Ce qui change vraiment pour les utilisateurs
Au-delà des chiffres de benchmarks, les deux modèles marquent un tournant dans la qualité du raisonnement multi-étapes. Là où les versions précédentes pouvaient se perdre dans des problèmes complexes nécessitant plusieurs niveaux d'abstraction, GPT-5 et Gemini Ultra 2 maintiennent une cohérence remarquable sur des tâches longues — rédaction de code de plusieurs centaines de lignes, analyse de documents juridiques entiers, planification stratégique.

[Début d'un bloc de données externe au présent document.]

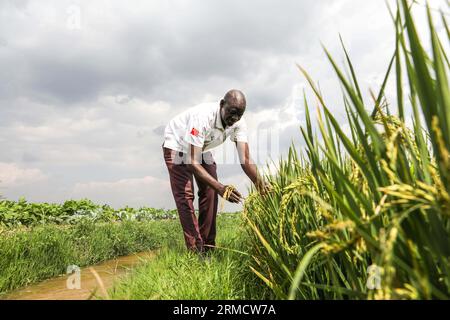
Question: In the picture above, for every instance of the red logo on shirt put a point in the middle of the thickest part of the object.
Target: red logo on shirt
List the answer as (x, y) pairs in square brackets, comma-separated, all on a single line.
[(194, 132)]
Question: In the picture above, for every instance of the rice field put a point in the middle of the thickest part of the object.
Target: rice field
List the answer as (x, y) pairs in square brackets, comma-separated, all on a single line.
[(363, 214)]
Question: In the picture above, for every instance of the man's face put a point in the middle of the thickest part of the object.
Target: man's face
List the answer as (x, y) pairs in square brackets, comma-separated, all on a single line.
[(231, 112)]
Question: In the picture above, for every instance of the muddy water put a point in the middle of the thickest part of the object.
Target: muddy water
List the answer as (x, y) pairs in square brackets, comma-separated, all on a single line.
[(94, 281)]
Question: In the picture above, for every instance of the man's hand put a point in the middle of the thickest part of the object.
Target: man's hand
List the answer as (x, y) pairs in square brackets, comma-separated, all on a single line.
[(234, 197)]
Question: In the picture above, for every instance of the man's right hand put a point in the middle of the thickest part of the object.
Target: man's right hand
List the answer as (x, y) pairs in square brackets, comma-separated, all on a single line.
[(235, 196)]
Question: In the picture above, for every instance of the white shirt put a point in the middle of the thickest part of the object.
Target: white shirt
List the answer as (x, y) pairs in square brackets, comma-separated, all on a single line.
[(201, 126)]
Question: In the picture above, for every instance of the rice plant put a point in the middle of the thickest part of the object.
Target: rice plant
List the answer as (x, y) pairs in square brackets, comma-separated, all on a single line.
[(365, 216)]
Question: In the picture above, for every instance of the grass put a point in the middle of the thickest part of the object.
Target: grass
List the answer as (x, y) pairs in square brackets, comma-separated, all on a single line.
[(31, 255), (178, 274)]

Pour les développeurs, l'intégration d'outils (function calling) devient nettement plus fiable. Les hallucinations, sans disparaître, sont significativement réduites grâce à des mécanismes de vérification interne.
Les questions éthiques restent entières
Cette course à la puissance soulève des interrogations croissantes sur les garde-fous. La Commission européenne a d'ores et déjà lancé une investigation sur la conformité de ces modèles avec l'AI Act, entré en vigueur en 2025. La question de la transparence sur les données d'entraînement reste un sujet brûlant.
« Nous construisons quelque chose que nous ne comprenons pas encore pleinement. C'est à la fois excitant et vertigineux. » — Chercheur en IA, MIT
Une chose est sûre : 2026 sera l'année où l'IA générative cessera d'être un gadget pour devenir une infrastructure.